Closed jonzarling closed 3 years ago
This would actually be more complex and more work; If a file isn't found....is it because it doesn't exist or isn't accessible? Okay, so now we need to check all locations. But what if because of some networking/internal issue the submit host can't access all locations? Do we try again? Do we just give up? I've thought a lot about it and this is a pandora's box.
This is not laborious or rather should not be. A simple query: SELECT DISTINCT RunNumber from Jobs where IsActive=0; or for more detail (e.g version Set) I can come up with a different query.
if you click on your project and sort the isActive to have the 0's up front you will see a list of all the jobs that failed due to missing random triggers. In fact the system will confirm it doesn't have the files before truly deactivating, otherwise it returns exit code 232 (I think it is 232).

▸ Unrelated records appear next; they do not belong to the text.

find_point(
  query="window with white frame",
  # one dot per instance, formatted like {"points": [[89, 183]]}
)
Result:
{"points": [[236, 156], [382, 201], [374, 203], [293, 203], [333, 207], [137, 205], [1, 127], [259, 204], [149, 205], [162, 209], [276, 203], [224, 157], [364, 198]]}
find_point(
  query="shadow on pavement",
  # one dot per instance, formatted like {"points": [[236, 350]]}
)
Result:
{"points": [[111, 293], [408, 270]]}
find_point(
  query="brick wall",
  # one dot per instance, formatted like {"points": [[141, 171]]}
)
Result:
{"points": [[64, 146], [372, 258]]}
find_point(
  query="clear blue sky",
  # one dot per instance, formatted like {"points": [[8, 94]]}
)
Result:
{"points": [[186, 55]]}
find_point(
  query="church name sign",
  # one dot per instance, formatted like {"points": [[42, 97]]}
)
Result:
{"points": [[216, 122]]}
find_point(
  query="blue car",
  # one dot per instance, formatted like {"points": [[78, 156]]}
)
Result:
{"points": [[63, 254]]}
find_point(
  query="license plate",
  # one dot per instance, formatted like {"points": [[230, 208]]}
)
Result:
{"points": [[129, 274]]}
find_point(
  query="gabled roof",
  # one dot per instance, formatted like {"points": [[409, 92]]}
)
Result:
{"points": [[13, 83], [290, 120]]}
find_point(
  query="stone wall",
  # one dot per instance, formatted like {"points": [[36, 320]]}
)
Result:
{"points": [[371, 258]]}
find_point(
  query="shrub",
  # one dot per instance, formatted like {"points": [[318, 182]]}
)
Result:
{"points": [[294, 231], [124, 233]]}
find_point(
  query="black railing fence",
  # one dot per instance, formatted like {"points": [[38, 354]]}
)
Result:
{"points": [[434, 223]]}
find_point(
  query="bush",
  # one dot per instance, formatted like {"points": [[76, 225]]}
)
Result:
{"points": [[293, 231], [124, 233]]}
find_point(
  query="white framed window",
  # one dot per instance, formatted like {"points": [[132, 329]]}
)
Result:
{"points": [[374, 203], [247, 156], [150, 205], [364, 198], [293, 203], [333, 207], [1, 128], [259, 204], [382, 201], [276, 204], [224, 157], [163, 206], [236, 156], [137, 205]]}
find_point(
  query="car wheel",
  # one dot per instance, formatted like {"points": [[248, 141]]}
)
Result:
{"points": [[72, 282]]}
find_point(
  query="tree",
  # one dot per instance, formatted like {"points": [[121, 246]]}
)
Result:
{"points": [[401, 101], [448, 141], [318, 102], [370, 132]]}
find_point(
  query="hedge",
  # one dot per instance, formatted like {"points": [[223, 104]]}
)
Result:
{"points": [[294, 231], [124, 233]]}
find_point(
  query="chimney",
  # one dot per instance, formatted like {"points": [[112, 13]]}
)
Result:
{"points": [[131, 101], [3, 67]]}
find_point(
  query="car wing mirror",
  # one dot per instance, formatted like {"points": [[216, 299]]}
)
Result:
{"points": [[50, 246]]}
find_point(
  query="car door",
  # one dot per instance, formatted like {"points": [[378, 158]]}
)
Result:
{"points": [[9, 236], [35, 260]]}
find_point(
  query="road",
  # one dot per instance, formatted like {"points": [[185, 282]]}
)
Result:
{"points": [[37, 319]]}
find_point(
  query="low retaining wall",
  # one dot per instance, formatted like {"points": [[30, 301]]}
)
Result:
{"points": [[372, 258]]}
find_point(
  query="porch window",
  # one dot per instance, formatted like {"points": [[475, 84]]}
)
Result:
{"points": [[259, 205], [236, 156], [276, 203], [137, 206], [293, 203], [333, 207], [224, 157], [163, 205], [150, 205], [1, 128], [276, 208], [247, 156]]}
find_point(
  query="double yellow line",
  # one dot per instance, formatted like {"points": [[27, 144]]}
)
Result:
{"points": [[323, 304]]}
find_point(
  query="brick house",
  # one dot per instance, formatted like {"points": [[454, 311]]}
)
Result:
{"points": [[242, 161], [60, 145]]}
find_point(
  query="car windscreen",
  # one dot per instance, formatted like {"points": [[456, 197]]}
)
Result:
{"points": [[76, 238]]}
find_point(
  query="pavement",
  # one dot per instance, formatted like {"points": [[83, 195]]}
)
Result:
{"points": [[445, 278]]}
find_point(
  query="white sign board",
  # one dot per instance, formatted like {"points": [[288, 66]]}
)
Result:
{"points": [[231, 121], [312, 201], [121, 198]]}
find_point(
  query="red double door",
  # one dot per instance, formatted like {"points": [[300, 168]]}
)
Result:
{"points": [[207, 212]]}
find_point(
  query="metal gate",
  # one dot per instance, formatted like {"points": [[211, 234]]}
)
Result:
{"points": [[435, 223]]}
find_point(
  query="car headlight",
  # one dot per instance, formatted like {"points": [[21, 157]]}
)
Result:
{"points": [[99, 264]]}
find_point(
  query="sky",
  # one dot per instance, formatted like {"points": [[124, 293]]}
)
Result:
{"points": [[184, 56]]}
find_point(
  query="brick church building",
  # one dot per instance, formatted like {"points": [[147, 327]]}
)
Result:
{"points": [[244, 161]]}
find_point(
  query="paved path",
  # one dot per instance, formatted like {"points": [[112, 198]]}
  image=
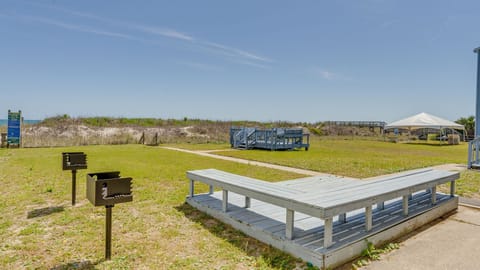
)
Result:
{"points": [[249, 162], [452, 243]]}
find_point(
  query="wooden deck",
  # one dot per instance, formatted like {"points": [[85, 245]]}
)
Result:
{"points": [[267, 222]]}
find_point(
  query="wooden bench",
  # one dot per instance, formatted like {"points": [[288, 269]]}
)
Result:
{"points": [[327, 200]]}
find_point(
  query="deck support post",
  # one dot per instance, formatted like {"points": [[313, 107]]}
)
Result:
{"points": [[225, 201], [405, 205], [191, 188], [342, 218], [381, 206], [368, 218], [452, 188], [289, 224], [327, 232], [434, 195], [247, 202]]}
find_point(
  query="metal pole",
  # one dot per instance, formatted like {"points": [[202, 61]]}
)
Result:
{"points": [[477, 114], [74, 185], [108, 232]]}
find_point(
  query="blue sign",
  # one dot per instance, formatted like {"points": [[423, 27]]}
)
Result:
{"points": [[14, 124]]}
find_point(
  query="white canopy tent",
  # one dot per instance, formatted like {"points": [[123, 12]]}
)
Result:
{"points": [[425, 120]]}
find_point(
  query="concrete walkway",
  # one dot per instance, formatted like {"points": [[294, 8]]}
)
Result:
{"points": [[451, 243], [249, 162]]}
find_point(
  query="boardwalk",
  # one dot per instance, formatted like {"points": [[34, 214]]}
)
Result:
{"points": [[266, 222]]}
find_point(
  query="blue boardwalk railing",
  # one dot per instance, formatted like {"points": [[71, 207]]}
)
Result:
{"points": [[271, 139]]}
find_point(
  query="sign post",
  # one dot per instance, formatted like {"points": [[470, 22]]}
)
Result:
{"points": [[14, 138]]}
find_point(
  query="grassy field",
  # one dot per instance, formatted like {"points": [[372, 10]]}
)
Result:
{"points": [[39, 229], [359, 158]]}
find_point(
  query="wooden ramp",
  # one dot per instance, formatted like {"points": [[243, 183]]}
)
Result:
{"points": [[266, 222]]}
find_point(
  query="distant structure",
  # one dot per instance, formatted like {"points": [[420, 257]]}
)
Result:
{"points": [[270, 139], [370, 124]]}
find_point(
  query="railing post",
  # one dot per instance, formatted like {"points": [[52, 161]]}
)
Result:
{"points": [[470, 144], [192, 186], [225, 201], [289, 224], [327, 232]]}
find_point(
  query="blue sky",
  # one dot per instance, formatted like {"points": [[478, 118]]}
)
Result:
{"points": [[239, 60]]}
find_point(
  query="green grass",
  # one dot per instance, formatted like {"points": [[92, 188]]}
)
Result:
{"points": [[359, 158], [200, 146], [40, 229]]}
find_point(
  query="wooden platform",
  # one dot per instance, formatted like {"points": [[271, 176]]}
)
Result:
{"points": [[266, 222]]}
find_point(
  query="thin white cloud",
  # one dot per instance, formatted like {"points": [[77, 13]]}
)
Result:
{"points": [[237, 52], [162, 32], [200, 66], [231, 53], [245, 56], [327, 75], [79, 28]]}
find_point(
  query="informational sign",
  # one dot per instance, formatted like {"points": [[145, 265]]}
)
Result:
{"points": [[14, 125]]}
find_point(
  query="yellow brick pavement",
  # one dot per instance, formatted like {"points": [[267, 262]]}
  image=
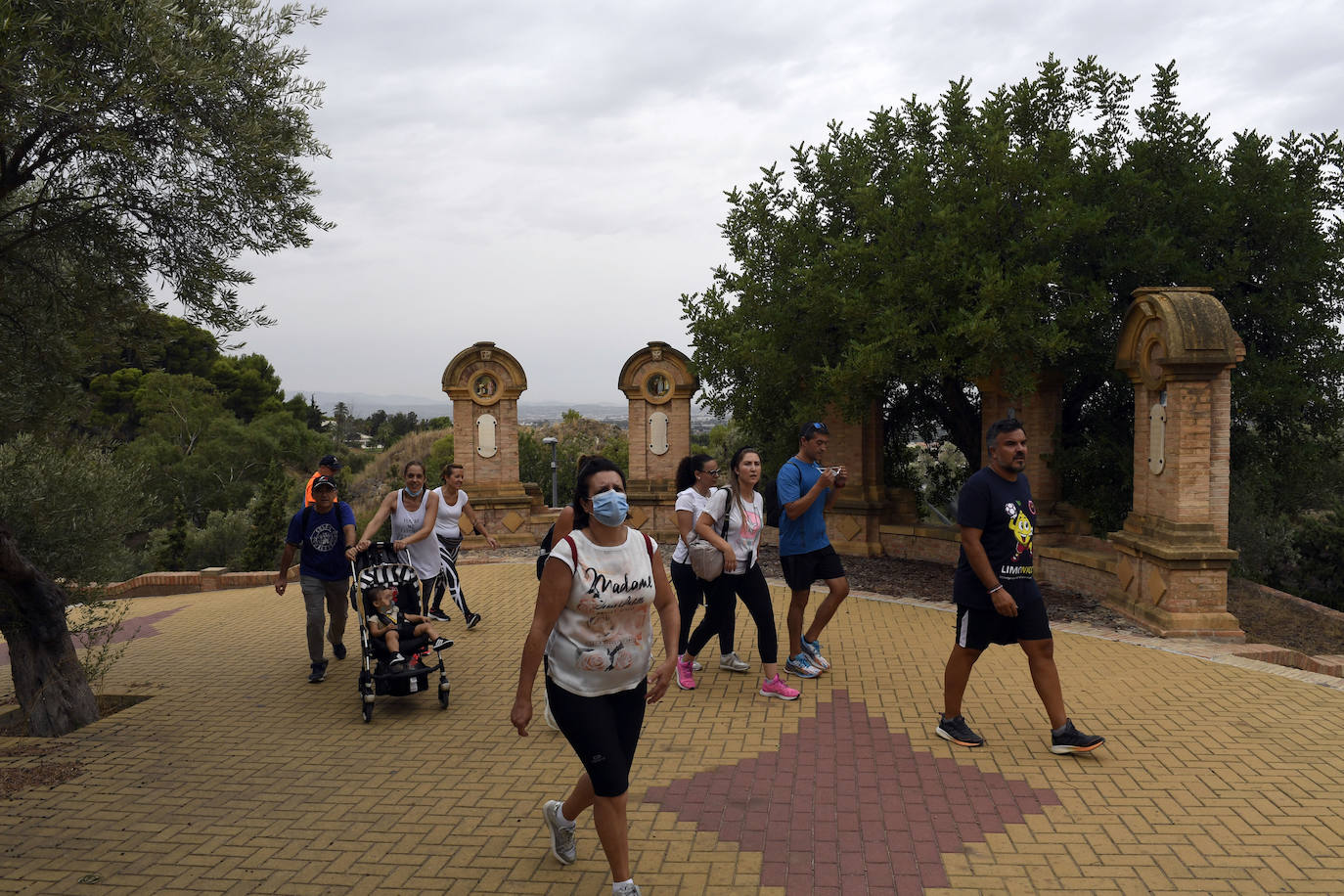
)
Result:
{"points": [[238, 777]]}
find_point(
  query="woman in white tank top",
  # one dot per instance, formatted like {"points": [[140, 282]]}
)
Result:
{"points": [[408, 508], [453, 506]]}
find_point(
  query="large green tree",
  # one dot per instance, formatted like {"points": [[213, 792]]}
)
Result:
{"points": [[139, 139], [955, 240]]}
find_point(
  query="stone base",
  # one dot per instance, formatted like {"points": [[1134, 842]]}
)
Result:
{"points": [[1221, 626]]}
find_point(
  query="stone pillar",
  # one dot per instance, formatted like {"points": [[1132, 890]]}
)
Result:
{"points": [[658, 385], [1179, 348], [484, 384], [854, 521], [1042, 418]]}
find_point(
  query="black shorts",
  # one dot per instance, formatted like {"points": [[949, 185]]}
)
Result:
{"points": [[977, 629], [604, 733], [801, 569]]}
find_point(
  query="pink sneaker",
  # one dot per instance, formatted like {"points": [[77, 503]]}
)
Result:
{"points": [[776, 688], [685, 677]]}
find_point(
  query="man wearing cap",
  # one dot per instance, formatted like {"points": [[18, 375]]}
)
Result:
{"points": [[326, 531], [328, 467], [807, 488]]}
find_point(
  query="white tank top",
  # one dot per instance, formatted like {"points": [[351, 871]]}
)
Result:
{"points": [[446, 524], [424, 554]]}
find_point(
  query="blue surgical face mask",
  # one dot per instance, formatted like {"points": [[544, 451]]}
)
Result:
{"points": [[610, 507]]}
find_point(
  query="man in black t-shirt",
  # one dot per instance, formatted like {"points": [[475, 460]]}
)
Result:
{"points": [[996, 594]]}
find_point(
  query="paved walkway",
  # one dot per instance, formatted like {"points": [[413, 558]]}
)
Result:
{"points": [[240, 777]]}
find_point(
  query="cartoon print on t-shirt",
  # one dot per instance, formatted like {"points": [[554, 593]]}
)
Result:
{"points": [[1021, 531]]}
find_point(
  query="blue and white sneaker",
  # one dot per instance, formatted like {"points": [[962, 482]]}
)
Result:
{"points": [[801, 666], [813, 650]]}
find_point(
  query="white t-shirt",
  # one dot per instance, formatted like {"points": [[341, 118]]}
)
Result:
{"points": [[446, 522], [604, 640], [693, 501], [424, 554], [743, 531]]}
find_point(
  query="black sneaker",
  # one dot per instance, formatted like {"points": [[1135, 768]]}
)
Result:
{"points": [[959, 733], [1073, 740]]}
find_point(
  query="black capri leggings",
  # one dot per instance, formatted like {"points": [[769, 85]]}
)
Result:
{"points": [[755, 594], [690, 594], [604, 733]]}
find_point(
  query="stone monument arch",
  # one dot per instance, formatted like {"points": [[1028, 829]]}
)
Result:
{"points": [[484, 383], [1179, 348], [658, 384]]}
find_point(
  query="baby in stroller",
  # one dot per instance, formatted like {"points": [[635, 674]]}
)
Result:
{"points": [[390, 623]]}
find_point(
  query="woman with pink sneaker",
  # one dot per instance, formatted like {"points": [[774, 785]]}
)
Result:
{"points": [[742, 578]]}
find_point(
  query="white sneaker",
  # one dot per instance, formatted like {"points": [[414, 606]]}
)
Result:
{"points": [[733, 662], [562, 834]]}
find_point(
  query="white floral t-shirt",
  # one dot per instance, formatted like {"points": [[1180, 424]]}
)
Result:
{"points": [[603, 643]]}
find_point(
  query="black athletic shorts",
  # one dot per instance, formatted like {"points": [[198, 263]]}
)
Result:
{"points": [[801, 569], [977, 629], [604, 733]]}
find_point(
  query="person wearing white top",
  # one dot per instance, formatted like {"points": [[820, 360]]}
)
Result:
{"points": [[742, 576], [594, 629], [695, 478], [409, 507], [453, 506]]}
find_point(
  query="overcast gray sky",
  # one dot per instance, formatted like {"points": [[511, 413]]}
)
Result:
{"points": [[552, 176]]}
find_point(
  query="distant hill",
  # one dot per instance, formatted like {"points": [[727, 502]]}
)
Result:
{"points": [[528, 411]]}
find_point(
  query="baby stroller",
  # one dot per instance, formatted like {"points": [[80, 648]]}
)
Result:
{"points": [[380, 567]]}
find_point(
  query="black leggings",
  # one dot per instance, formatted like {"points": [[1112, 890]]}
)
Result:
{"points": [[690, 594], [755, 594], [604, 733]]}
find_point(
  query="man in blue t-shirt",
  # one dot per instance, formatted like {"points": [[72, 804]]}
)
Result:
{"points": [[327, 533], [996, 594], [807, 489]]}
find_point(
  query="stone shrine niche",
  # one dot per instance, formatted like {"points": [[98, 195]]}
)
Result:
{"points": [[658, 385], [484, 383], [1178, 347]]}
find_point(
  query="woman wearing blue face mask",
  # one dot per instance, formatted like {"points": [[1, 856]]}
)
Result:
{"points": [[593, 625], [409, 507]]}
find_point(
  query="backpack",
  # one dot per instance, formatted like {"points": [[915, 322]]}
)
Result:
{"points": [[772, 497]]}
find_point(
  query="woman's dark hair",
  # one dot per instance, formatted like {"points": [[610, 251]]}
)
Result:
{"points": [[592, 468], [734, 489], [686, 470]]}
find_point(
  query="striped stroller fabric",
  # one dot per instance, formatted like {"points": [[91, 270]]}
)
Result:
{"points": [[387, 575]]}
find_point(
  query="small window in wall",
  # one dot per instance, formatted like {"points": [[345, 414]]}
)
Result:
{"points": [[658, 432], [485, 426]]}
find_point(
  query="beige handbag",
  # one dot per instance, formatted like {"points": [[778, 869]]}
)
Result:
{"points": [[706, 559]]}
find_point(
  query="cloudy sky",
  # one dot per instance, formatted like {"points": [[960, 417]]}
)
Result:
{"points": [[552, 176]]}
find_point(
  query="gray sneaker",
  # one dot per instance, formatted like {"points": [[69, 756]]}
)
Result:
{"points": [[733, 662], [959, 733], [562, 835]]}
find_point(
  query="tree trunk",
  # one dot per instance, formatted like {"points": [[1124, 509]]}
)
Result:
{"points": [[47, 677]]}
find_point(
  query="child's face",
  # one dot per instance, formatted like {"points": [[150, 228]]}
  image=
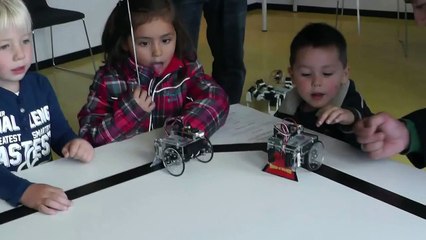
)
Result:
{"points": [[15, 57], [318, 74], [419, 8], [155, 43]]}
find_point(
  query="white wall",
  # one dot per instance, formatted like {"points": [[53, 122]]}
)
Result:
{"points": [[70, 37], [378, 5]]}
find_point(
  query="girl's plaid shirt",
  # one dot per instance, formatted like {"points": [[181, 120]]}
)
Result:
{"points": [[112, 114]]}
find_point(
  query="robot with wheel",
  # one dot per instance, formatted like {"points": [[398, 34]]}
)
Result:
{"points": [[182, 144]]}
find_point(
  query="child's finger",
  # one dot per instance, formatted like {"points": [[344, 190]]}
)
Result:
{"points": [[46, 210]]}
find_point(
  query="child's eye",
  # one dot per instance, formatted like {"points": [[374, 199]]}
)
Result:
{"points": [[167, 40], [144, 43], [4, 47]]}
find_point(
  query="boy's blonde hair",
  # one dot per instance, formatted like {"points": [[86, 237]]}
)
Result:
{"points": [[14, 14]]}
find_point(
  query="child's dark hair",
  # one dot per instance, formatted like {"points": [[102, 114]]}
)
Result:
{"points": [[319, 35], [117, 28]]}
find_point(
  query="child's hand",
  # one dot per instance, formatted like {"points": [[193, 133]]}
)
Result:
{"points": [[143, 99], [46, 199], [79, 149], [333, 115]]}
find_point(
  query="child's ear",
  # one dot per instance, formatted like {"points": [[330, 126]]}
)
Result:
{"points": [[290, 73], [345, 75], [125, 45]]}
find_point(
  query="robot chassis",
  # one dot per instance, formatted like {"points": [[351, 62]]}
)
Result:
{"points": [[295, 147], [274, 95], [182, 144]]}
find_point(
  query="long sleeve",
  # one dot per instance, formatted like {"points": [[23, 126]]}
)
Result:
{"points": [[418, 159], [111, 113], [61, 131], [209, 108], [11, 187]]}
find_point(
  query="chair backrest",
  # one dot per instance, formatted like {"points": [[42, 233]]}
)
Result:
{"points": [[35, 5]]}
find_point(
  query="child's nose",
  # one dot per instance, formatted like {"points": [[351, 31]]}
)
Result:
{"points": [[157, 51], [316, 81], [18, 53]]}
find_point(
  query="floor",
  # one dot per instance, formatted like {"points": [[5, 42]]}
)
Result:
{"points": [[387, 79]]}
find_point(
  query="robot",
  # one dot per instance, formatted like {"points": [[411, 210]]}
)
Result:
{"points": [[274, 95], [181, 144], [290, 147]]}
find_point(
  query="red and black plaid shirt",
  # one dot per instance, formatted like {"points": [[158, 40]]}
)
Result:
{"points": [[112, 114]]}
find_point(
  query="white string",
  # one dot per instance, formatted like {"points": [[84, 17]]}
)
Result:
{"points": [[133, 41]]}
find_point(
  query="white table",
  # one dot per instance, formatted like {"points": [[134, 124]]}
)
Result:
{"points": [[228, 198]]}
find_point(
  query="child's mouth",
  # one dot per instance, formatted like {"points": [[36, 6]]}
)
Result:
{"points": [[18, 70], [317, 96], [158, 67]]}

The system, before resubmitting any job whose last attempt fails with 232, confirms its existence or not.
Having these, I would argue, makes it easy to find the missing random trigger files, versus people just not running some run numbers some times....
Had an oral discussion, which I'll summarize here. Basically if one is submitting to OSG then the back end will handle these sorts of issues, hence the scope of the issue is limited to other batch systems.
The easiest approach, at least for MCWrapper to handle, is adding a new table to the RCBD. One could then add a query to skip over runs without random triggers, as is already done for the "is_production" flag. This is an external change that would need to be discussed elsewhere.
For what it's worth, we are in the process of regenerating the random trigger files, so there shouldn't be any runs without random triggers.
So maybe it's easier to wait for that to be finished.
Ok, I'll close this under the assumption that we shouldn't have run holes in the future.
If one is on a system that can check to see whether random triggers exist for a given run or not, I think we need to add a default behavior to not submit jobs without random trigger files (assuming one is trying to fold these in). It becomes rather laborious to check whether jobs failed due to missing random triggers or due to some other error, seems that not submitting in the first place would be better.